WOA Issue 51

WOA Issue 51

In this issue

  • Ubuntu 18.04 LTS “Bionic Beaver” released on April 26
  • CentOS 7.5.1804 and Continuous Release packages
  • MirageOS
  • SHA-3 in Armv8.4-A
  • Docker Consul official images from Hashicorp
  • LuaJIT light userdata
  • Fedora 28 for Raspberry Pi 3 B+

Ubuntu 18.04 LTS “Bionic Beaver” released on April 26

The latest Ubuntu 18.04 LTS release was announced on April 26, 2018.

Codenamed “Bionic Beaver”, 18.04 LTS continues Ubuntu’s proud tradition of integrating the latest and greatest open source technologies into a high-quality, easy-to-use Linux distribution. The team has been hard at work through this cycle, introducing new features and fixing bugs.

Ubuntu Server 18.04 LTS includes the Queens release of OpenStack including the clustering enabled LXD 3.0, new network configuration via netplan.io, and a next-generation fast server installer.

The Ubuntu archive for arm64 contains 75334 software packages, with many of them updated since the last 16.04 LTS release.

CentOS 7.5.1804 and Continuous Release packages

If you are running CentOS on Arm and are interested in upgrading to the latest, the arm-dev list for CentOS has instructions how to pull your release forward. The necessary changes reflect the new CentOS release environment which now provides CR (“Continuous Release”) packages for Arm systems.

In the past, we built for all architectures through different build systems, but for this new 7.5.1804 release (rebuilt from 7.5) we started to use a new build process to build for all arches in parallel through one single build system.

MirageOS

MirageOS is a library operating system that constructs unikernels for secure, high-performance network applications across a variety of cloud computing and mobile platforms. Code can be developed on a normal OS such as Linux or MacOS X, and then compiled into a fully-standalone, specialized unikernel that runs under a Xen or KVM hypervisor.

Instructions are provided for booting MirageOS on your A53-based single-board computer. The system is programmed in OCaml.

SHA-3 in Armv8.4-A

SHA-3 is a cryptographic hashing function. The 2017 extensions to the Arm architecture known as Armv8.4-A include hardware support for the SHA-3 algorithm.

Is SHA-3 slow? It can be, when implemented in software, compared to other hashing algorithms. When done in FPGAs or implemented directly in processor hardware, though, the conclusion is very different:

Throughput for a given circuit area is an order of magnitude higher than SHA-2 or any of the SHA-3 finalists. And if you care beyond plain speed, note that it also consumes much less energy per bit.

Docker Consul

Docker Consul is a distributed key-value store. Work has been committed to bring this to a multiarch Docker container.

LuaJIT light userdata

LuaJIT supports a 47-bit data type which is used to store pointers as “light userdata”. This conflicts with the 48-bit data type in arm64 systems, and so work is necessary.

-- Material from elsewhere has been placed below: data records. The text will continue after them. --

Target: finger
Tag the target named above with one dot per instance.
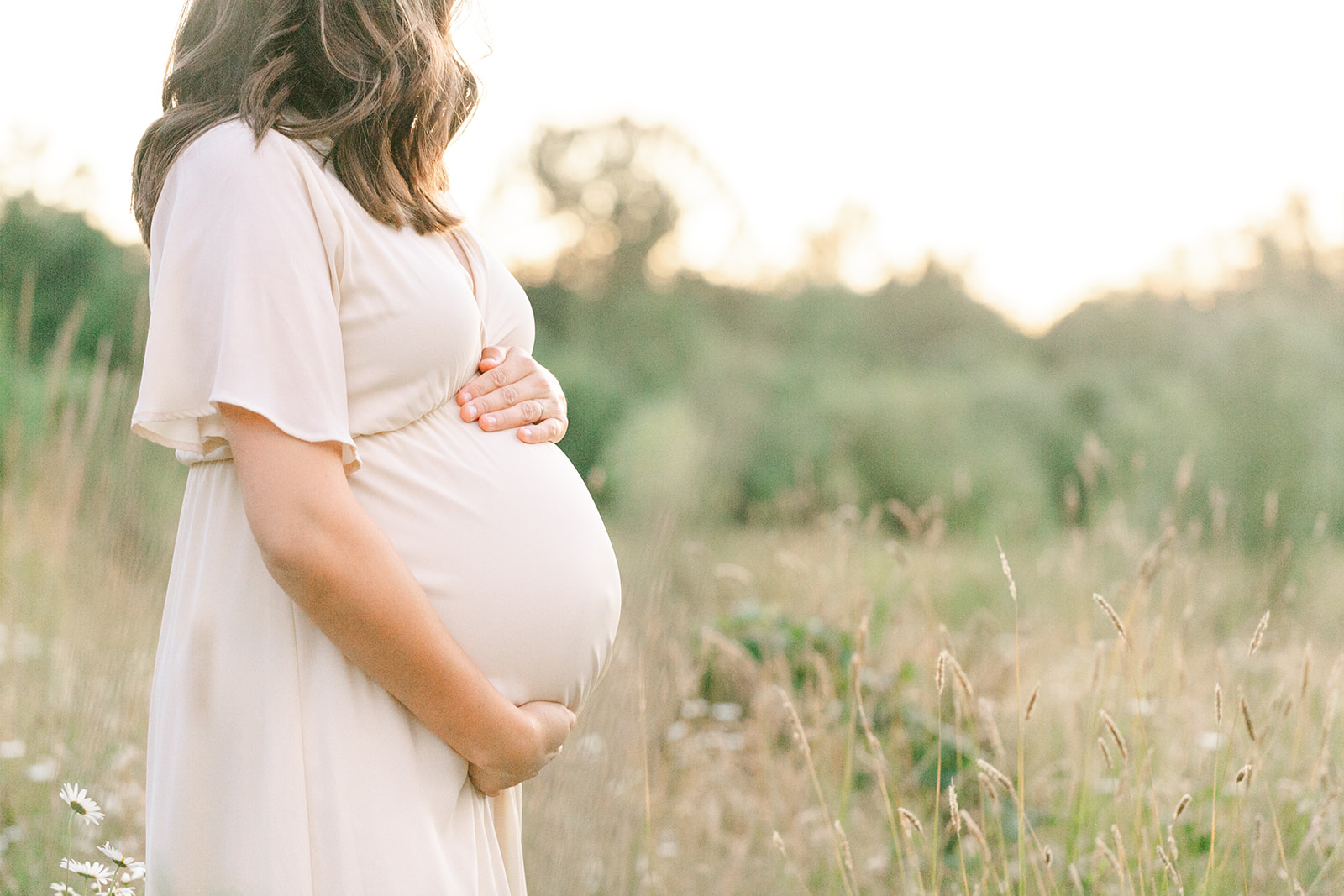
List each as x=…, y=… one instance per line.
x=533, y=410
x=549, y=430
x=507, y=396
x=515, y=367
x=531, y=389
x=492, y=356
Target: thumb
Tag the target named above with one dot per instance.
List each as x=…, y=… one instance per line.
x=491, y=358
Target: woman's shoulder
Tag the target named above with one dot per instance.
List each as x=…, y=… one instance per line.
x=232, y=149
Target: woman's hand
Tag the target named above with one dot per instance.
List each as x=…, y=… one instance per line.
x=549, y=726
x=511, y=391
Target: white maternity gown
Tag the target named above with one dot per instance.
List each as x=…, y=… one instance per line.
x=275, y=765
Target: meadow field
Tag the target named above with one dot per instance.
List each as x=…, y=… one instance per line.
x=848, y=700
x=914, y=602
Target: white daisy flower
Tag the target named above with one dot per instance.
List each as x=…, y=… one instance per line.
x=118, y=857
x=89, y=871
x=81, y=804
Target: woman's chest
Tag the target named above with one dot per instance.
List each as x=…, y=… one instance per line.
x=412, y=328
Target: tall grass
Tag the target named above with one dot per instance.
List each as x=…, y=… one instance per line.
x=848, y=705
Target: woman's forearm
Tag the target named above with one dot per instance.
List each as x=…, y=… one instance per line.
x=342, y=570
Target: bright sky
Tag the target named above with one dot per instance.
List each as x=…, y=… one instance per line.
x=1046, y=148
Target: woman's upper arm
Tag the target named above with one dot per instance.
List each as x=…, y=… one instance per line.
x=292, y=490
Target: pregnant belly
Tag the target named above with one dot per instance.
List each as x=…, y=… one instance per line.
x=507, y=543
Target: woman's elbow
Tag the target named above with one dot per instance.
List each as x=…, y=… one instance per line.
x=297, y=551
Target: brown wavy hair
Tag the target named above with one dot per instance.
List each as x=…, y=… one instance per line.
x=380, y=80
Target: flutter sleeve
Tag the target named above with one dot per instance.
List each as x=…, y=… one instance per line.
x=244, y=295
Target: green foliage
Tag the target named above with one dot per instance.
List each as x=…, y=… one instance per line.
x=726, y=405
x=54, y=265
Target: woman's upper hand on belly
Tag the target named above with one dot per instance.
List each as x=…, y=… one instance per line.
x=551, y=725
x=514, y=391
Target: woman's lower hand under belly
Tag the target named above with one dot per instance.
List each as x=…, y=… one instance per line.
x=517, y=762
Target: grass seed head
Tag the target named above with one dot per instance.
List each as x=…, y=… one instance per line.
x=1115, y=732
x=909, y=822
x=1307, y=669
x=1003, y=559
x=1258, y=636
x=953, y=808
x=844, y=846
x=1110, y=614
x=960, y=674
x=1105, y=752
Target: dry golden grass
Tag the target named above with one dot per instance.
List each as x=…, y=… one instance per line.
x=726, y=752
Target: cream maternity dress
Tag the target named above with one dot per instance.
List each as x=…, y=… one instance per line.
x=275, y=765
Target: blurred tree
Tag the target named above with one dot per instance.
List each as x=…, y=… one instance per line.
x=54, y=262
x=613, y=184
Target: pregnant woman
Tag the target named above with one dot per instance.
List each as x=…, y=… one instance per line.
x=385, y=604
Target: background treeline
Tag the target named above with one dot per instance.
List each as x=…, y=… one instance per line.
x=734, y=406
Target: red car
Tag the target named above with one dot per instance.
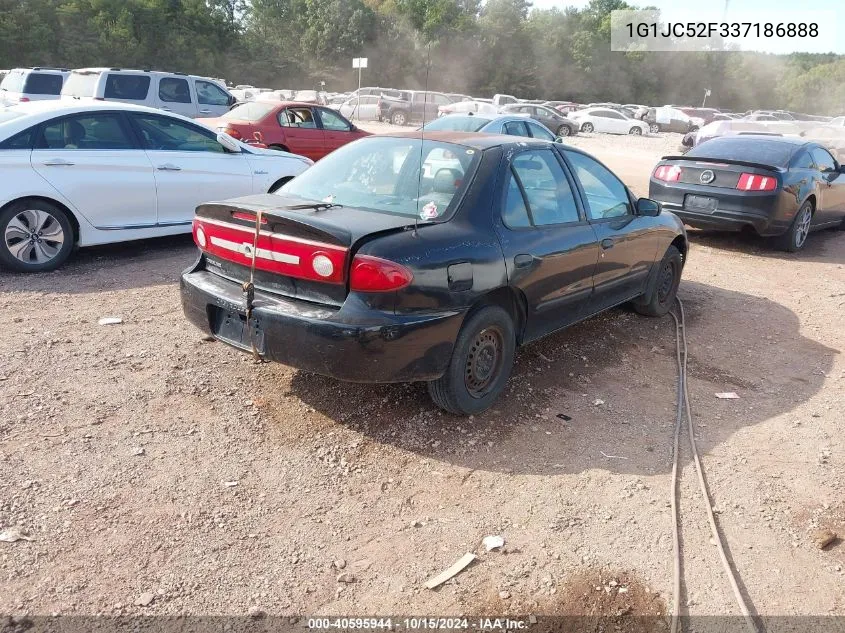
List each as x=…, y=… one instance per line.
x=302, y=128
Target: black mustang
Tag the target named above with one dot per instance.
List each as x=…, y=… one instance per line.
x=777, y=186
x=400, y=259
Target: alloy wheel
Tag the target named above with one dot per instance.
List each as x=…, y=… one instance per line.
x=34, y=236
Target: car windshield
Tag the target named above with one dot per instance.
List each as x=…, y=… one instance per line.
x=383, y=174
x=758, y=150
x=251, y=111
x=457, y=123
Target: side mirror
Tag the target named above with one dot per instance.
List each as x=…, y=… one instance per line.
x=648, y=207
x=228, y=143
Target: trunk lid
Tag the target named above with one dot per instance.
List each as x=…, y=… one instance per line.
x=301, y=253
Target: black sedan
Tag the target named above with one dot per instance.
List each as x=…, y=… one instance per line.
x=549, y=117
x=399, y=259
x=781, y=187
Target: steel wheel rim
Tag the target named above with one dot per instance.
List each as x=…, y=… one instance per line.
x=34, y=236
x=484, y=361
x=803, y=228
x=666, y=282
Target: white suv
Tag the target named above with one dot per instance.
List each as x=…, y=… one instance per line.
x=31, y=84
x=187, y=95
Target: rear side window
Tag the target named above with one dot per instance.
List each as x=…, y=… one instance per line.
x=81, y=84
x=210, y=94
x=43, y=84
x=129, y=87
x=97, y=131
x=173, y=90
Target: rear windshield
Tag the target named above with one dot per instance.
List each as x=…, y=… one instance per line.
x=81, y=84
x=383, y=174
x=458, y=123
x=13, y=82
x=43, y=84
x=251, y=111
x=757, y=150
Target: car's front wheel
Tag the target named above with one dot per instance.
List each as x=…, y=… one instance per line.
x=37, y=236
x=480, y=366
x=662, y=289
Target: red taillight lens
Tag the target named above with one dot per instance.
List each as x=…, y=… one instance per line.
x=667, y=173
x=373, y=274
x=756, y=182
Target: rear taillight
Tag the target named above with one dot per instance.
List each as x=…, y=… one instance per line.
x=667, y=173
x=373, y=274
x=756, y=182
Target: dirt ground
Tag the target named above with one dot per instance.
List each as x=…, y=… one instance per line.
x=142, y=460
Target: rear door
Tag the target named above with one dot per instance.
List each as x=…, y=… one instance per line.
x=302, y=133
x=831, y=207
x=92, y=160
x=550, y=250
x=627, y=245
x=175, y=95
x=190, y=166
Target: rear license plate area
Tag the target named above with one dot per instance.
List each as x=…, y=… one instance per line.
x=231, y=327
x=699, y=203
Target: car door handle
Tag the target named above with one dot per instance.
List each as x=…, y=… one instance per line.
x=523, y=261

Peter van Dijk (@Habbie) has the following suggestions and recommendations for effectively addressing this issue:

Where addresses (the address of a type_info) were used as indexes, we replaced those with (semi-human readable) strings (the mangled type names)

Where addresses needed to be stored for later retrieval, we boxed them in a full userdata

Where we were using addresses as indexes but really didn’t need to, we replaced that with luaL_ref

Habbie’s work is going into PowerDNS, an open source name server and resolver software.

Fedora 28 for Raspberry Pi 3 B+

Peter Robinson has a good detailed writeup on the port of Fedora 28 to the new Raspberry Pi 3 B+.

The upcoming Fedora 28 GA release will support the Raspberry Pi 3 B+ to the same levels as the original 3 B on both ARMv7 and aarch64.

The new components on the board include a USB hub, Gigabit ethernet, and Wifi changes, which consumed most of the work for the porting efforts.